Monday, 25 February 2008

Ski food: downhill all the way

Just back from a wonderful week's skiing in Meribel, in the French Alps. The one sour note: the food. Many of the bars and restaurants have been taken over and staffed by Brits and other English speakers and the food has suffered as a result.

Take one of the bars nearest to the slopes, the Cactus. It serves baked potatoes and beans. I don't go to France for that. And though it keeps some French dishes on the menu, they have been anglicised. A chevre chaud salad came with the cheapest goat's cheese on a slice of bullet hard bread. I asked for more dressing. It came in little tubs. Worse, a salade nicoise came without anchovies, with a very few fine slices of one of those tasteless stoned black olives I associate with British pizzas, a huge pile of dry tinned tuna, and green beans that burst to fill the mouth with cold liquid. They don't offer bread, either. And everything comes with sliced raw onion. The staff are charming and helpful, but that's little consolation.

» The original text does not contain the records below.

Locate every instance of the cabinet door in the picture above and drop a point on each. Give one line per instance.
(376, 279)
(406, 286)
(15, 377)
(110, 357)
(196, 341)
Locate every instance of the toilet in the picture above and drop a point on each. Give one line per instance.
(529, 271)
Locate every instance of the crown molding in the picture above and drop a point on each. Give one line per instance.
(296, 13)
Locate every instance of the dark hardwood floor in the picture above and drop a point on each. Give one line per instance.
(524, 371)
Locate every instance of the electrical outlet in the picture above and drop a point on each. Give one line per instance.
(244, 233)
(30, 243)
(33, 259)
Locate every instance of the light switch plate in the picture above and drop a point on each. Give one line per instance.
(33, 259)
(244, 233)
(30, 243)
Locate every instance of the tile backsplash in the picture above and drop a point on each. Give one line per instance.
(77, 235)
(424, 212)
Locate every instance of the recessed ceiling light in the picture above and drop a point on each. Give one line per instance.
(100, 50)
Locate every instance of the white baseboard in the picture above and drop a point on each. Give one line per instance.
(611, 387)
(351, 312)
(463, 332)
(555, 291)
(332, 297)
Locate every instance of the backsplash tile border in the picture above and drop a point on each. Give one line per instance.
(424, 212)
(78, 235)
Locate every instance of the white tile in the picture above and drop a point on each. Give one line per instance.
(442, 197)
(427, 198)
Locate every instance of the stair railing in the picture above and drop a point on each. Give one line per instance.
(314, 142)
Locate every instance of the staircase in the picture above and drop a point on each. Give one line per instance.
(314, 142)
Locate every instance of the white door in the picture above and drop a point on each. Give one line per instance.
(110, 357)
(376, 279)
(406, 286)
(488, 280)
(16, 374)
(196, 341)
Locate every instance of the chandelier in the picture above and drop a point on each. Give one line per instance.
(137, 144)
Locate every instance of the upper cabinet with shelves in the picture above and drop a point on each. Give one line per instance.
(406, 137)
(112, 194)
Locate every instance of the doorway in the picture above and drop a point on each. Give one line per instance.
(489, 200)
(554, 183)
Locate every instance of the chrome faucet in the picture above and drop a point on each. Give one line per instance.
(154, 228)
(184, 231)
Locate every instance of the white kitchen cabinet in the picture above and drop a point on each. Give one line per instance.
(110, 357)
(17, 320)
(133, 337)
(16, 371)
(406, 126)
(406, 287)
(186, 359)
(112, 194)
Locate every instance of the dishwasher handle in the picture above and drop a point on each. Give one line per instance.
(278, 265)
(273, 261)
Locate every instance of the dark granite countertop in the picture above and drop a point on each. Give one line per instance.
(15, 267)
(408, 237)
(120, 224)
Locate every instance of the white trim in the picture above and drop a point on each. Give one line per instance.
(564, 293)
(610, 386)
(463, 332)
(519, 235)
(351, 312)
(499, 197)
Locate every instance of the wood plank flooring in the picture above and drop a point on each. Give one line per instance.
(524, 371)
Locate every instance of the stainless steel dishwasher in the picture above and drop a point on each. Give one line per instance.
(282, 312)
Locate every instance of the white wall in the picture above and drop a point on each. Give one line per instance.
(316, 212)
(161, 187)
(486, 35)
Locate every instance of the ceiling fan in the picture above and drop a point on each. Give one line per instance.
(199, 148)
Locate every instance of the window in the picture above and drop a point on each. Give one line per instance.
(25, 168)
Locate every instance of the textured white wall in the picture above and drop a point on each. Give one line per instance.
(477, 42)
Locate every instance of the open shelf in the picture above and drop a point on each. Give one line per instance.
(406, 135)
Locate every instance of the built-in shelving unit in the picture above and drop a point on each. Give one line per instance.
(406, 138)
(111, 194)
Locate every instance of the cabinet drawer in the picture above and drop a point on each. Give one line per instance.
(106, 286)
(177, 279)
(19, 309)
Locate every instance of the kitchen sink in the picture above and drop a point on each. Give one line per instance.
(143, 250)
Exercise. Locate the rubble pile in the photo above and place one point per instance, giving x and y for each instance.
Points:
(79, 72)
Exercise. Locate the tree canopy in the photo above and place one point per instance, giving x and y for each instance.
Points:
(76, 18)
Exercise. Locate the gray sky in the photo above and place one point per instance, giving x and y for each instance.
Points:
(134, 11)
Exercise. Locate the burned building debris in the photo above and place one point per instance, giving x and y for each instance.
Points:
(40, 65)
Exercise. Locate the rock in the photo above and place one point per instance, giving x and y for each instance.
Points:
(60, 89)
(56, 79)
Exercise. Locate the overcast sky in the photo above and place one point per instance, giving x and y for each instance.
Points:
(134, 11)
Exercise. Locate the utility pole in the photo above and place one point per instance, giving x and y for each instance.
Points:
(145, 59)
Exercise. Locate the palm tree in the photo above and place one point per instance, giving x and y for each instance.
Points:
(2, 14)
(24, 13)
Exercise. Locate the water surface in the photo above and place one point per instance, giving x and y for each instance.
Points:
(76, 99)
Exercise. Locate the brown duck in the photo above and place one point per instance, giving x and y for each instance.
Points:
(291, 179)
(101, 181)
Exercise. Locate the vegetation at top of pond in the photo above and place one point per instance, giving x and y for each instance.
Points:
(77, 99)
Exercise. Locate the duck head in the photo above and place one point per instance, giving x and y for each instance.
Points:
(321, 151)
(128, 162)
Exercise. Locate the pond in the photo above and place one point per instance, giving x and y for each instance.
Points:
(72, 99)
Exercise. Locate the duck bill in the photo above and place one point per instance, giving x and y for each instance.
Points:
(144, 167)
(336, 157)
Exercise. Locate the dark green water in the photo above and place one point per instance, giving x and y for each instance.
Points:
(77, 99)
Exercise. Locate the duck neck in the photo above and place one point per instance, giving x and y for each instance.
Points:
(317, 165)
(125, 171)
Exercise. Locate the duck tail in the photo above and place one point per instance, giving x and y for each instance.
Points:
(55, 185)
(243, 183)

We stayed in nearby Brides-les-Bains, where the food was pretty bad, too. At least they have some sort of excuse: most of the year they play host to people trying to lose weight, so food isn't a priority. A Logis de France meal had something wrong with every course, apart from the cheese, which tells you something. The blueberries on the fromage frais dessert were still frozen. I still don't know where the strand of tinsel I found in my mouth came from. An honourable exception in Brides-les-Bains was La Petite Auberge. I hope they can keep it up.

Sunday, 10 February 2008

Pan-fried drizzle

I know it has been said before but there are some ghastly expressions used in food writing and restaurant reviewing. Personally I never find my appetite stimulated by hearing that something has been drizzled on, even by virgin olive oil. What's wrong with sprinkle? And anyone who plumps for something in a restaurant review immediately loses my attention. And what's all this professional cook stuff about steaming off, frying off and cooking off? Is it like concrete or industrial glue that has to be left to 'go off'? It turns me off. And what about pan-fried? Is that to distinguish it from, say, dustbin-fried? I know, I know, it's to distinguish it from deep-fried, maybe. But how much food is actually deep fried? Will you be deep-frying that calve's liver?

But the one that tops it all for me is the review that says: 'We washed it down with a nicely chilled rosé.' Ugh! If you have to wash food down it must be disgusting. Or maybe you forgot to chew.

Fear of frying

If I ever get round to publishing a cookery book, I may call it Fear of Frying. I suspect many people never learn to cook because they are afraid, and others give up after a disaster. But cooking is all about experience, and what is a disaster or two? You can always cook something else quickly if you mess up completely - or send out for a pizza. I would encourage people to cook for themselves first and above all to experiment. Follow recipes but don't be a slave to them. Use what's available or what you already have. There are no rules. You keep trying – and frying – until you get a feel for it.

To take a mundane example: beans on toast. What could go wrong? You burn the toast - you start again. You overheat the beans and they stick to the pan, you scrape them off and eat them. The next time you add some curry spices or herbs, the following time some cut-up sausage. You stir in some cheese. You stir in a different type of cheese. You add Worcester sauce, brown sauce, pickle, peppers. You experiment, you invent. Look in the cupboard, see what you've got. Imagine whether it goes together.

It's a little way from this to making your own cassoulet but you have to start somewhere.